Sieben Prozent der Infektionsherde - also Fällen, in denen ein Infizierter mindestens zwei weitere Personen ansteckt - sind zudem auf Ansteckungen innerhalb eines Haushalts zurückzuführen, je weitere sieben Prozent kamen durch Treffen unter Freunden und durch Ansteckungen am Arbeitsplatz zustande.

Auffällig ist, dass fast die Hälfte der positiv auf Covid-19-Getesteten 29 bis 49 Jahre alt ist, die meisten von ihnen sind 30 bis 39 Jahre alt, und 58 Prozent haben Symptome. „Dass wir so viele Fälle dokumentieren, liegt auch daran, dass wir sehr viel mehr Tests durchführen als zuvor", wird Arranz vom Gesundheitsministerium nicht müde zu betonen.

Ebenfalls interessant: Nicht etwa touristisch geprägte Orte weisen viele Infektionsherde auf, sondern vor allem Stadtviertel in Palma, in denen viele Menschen dicht beieinander wohnen. Vor allem in sozial schwächeren Stadtteilen wie Son Gotleu oder Pere Garau, aber auch in Inca sei die Zahl der Neuinfektionen in den vergangenen Tagen enorm gestiegen.

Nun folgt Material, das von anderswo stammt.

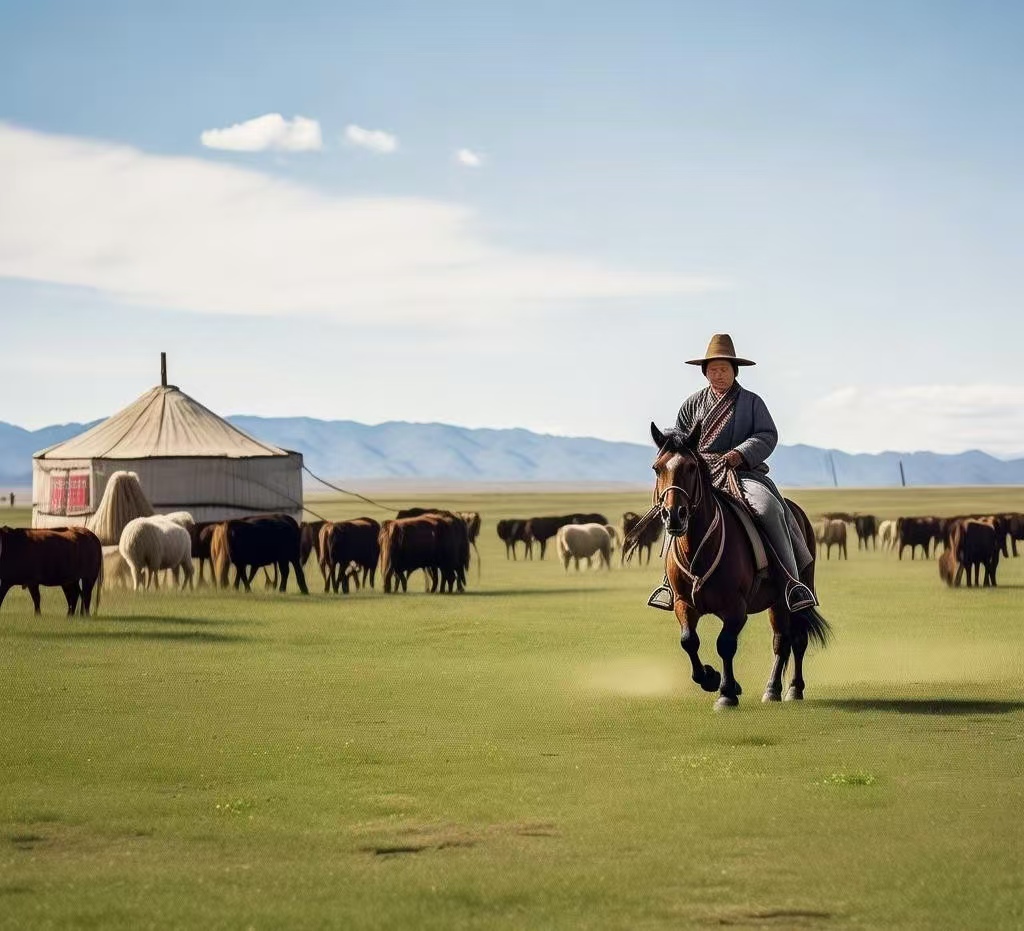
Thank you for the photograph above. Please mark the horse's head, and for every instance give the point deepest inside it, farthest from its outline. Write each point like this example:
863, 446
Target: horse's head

Im Touristenort Porto Cristo dagegen habe es bisher keinerlei Fälle gegeben, und auch in Andratx, Pollença, Campos, Alcúdia und Felanitx sei die Zahl sehr gering.

„Im Umkehrschluss kann man sagen, dass das Ausbleiben der deutschen Urlauber nun auch nicht automatisch zu einem Rückgang der Zahlen auf der Insel führen wird", so Javier Arranz. Vielmehr hofft er darauf, dass die neuen Corona-Regelungen greifen. Einen Effekt könne man erst etwa in zwei Wochen erkennen - oder dann gegebenenfalls noch härter durchgreifen. „Wer Schuldige suchen will, muss bei seiner eigenen Verantwortung beginnen", so Arranz. „Es ist unser aller Verhalten, was über die Zahlen bestimmt."